Still, one day, late in the war, he is transferred to another camp to help out with a clever Nazi scheme, under the direction of none other than Inspector Herzog, now an SS commandant. Someone in Himmler’s employ has come up with the idea of flooding the market with huge sums of bogus British currency. The main purpose is to throw the Allied economy into chaos, but, of course, the money may also prove refreshing to the emptying Nazi coffers.
Herzog remembers what a brilliant forger Sally was in the old days, so he puts him in charge of the efforts. The team is an incongruous collection of inmates: An erstwhile banker is furious about having to work with criminals; his attempts to assert class rank and moral superiority are pathetic within the context.
But they all have one basic thing in common: Ethnically, they are all Jews, though we never get the sense that the others are any more religiously or even culturally attached to Jewish identity than the wholly assimilated Sally. Some seem to have accepted that their loved ones have all been wiped out; others walk a thin line between survival and madness. They are constantly aware that they are surviving on a provisional basis, by helping the very people they despise.
Most of the older men are … what? Pragmatic? Broken? Amoral? But there is also the defiant young Communist printer Adolf Burger (August Diehl), who — Sally comes to realize — is sabotaging the project. Sally, however, is still bound by a criminal’s code of honor not to rat him out. And there are side benefits to Burger’s dangerous game: Not only do they hinder the Nazi cause, but they also serve to keep the prisoners alive longer. Sally is OK with delaying things as long as the SS will tolerate.

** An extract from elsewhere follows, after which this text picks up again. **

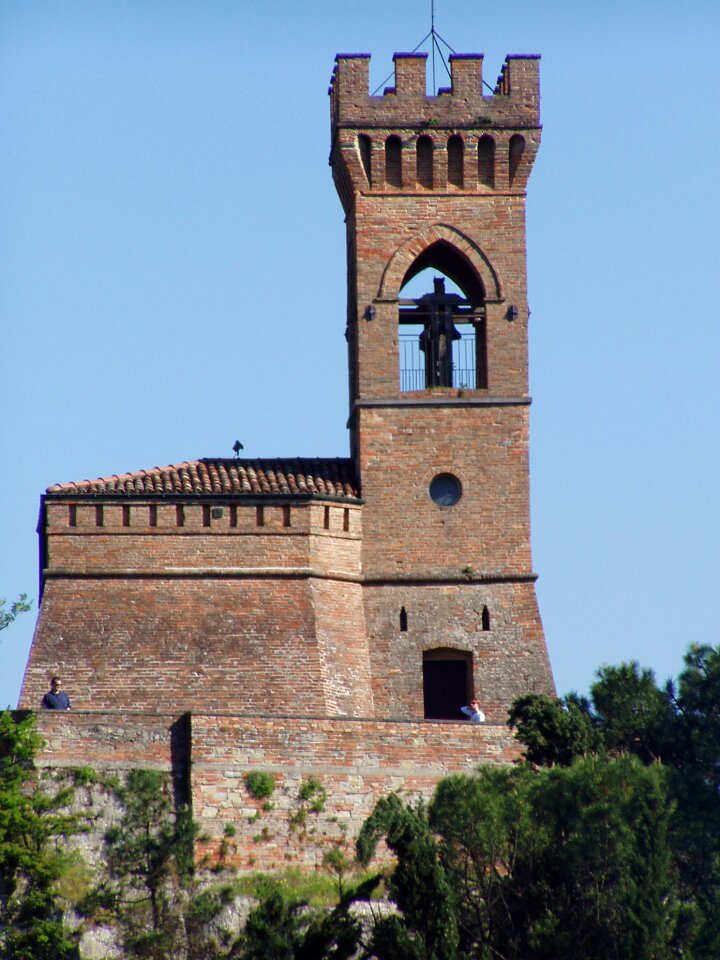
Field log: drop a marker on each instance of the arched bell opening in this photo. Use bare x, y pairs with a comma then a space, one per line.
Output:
442, 336
447, 683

The trick is in knowing exactly how long that is.
We know from the opening scenes that Sally will survive, but we don’t about the others. Nor do we know how he will deal with the guilt and the necessary suppression of all the anger welling up within.
It is no surprise that Burger comes across as the most heroic character: The film is based on the real Burger’s memoir, The Devil’s Workshop. Sally is a rebadged version of Salomon Smolianoff, a famous swindler of the era (the press notes tell us). Liberties are taken with the chronology and some other details. For obvious professional reasons, Smolianoff was an elusive character. While Ruzowitzky and Markovics inevitably create an inner life for him, they also honor the mystery of the real forger.

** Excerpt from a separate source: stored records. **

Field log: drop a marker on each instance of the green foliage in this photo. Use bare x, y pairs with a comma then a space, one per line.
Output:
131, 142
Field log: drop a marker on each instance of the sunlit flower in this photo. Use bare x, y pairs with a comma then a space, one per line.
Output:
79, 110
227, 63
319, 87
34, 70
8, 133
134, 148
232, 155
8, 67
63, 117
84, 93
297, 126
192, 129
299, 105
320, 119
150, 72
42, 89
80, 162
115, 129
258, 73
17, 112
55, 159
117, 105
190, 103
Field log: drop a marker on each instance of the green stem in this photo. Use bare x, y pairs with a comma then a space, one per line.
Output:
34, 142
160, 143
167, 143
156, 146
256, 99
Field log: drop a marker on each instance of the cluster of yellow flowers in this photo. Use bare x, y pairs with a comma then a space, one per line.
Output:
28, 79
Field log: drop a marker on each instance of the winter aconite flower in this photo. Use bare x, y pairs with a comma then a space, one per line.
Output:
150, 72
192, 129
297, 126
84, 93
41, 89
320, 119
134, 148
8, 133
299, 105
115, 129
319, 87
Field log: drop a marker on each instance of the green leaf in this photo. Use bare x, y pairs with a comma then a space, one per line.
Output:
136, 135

The only Ruzowitzky films to get even brief American releases in recent years were his medical thrillers Anatomie (2000) and Anatomie 2 (2002), with Franka Potente. I’ve only seen the second, in which Diehl was the star, but it was depressingly indistinguishable from a million other Grand Guignol exercises.
One has to go back almost a decade, to The Inheritors, Ruzowitzky’s second feature, to find some connection to The Counterfeiters. That story, about a band of peasants coping with the gift of their late boss’s farm, was certainly a good deal lighter in tone. But the two films share a certain moral acceptance: Ruzowitzky likes to pose questions and clarify the contradictions around them, but he doesn’t pretend to have the answers.
In real life, moral issues tend to be more complex and nuanced than in philosophy classes, where thought experiments are constructed in often surreal ways to make a point. But one of the reasons films about World War II and the Holocaust continue to be made is that the Nazis’ actions were so extreme that real life became as unlikely as such didactic contrivances.
Is Sally a selfish scoundrel? A hero? A man doing the best he can in a horribly untenable situation? This is the question that makes him the natural protagonist, rather than Burger, who knows exactly where he stands. When one of the men angrily tells Burger, “Nobody’s prepared to die for a principle,” Burger fires back, “That’s why the Nazis’ tactics work.”
He is right, but how many of us can say for sure how we would have behaved in the midst of a seemingly endless nightmare?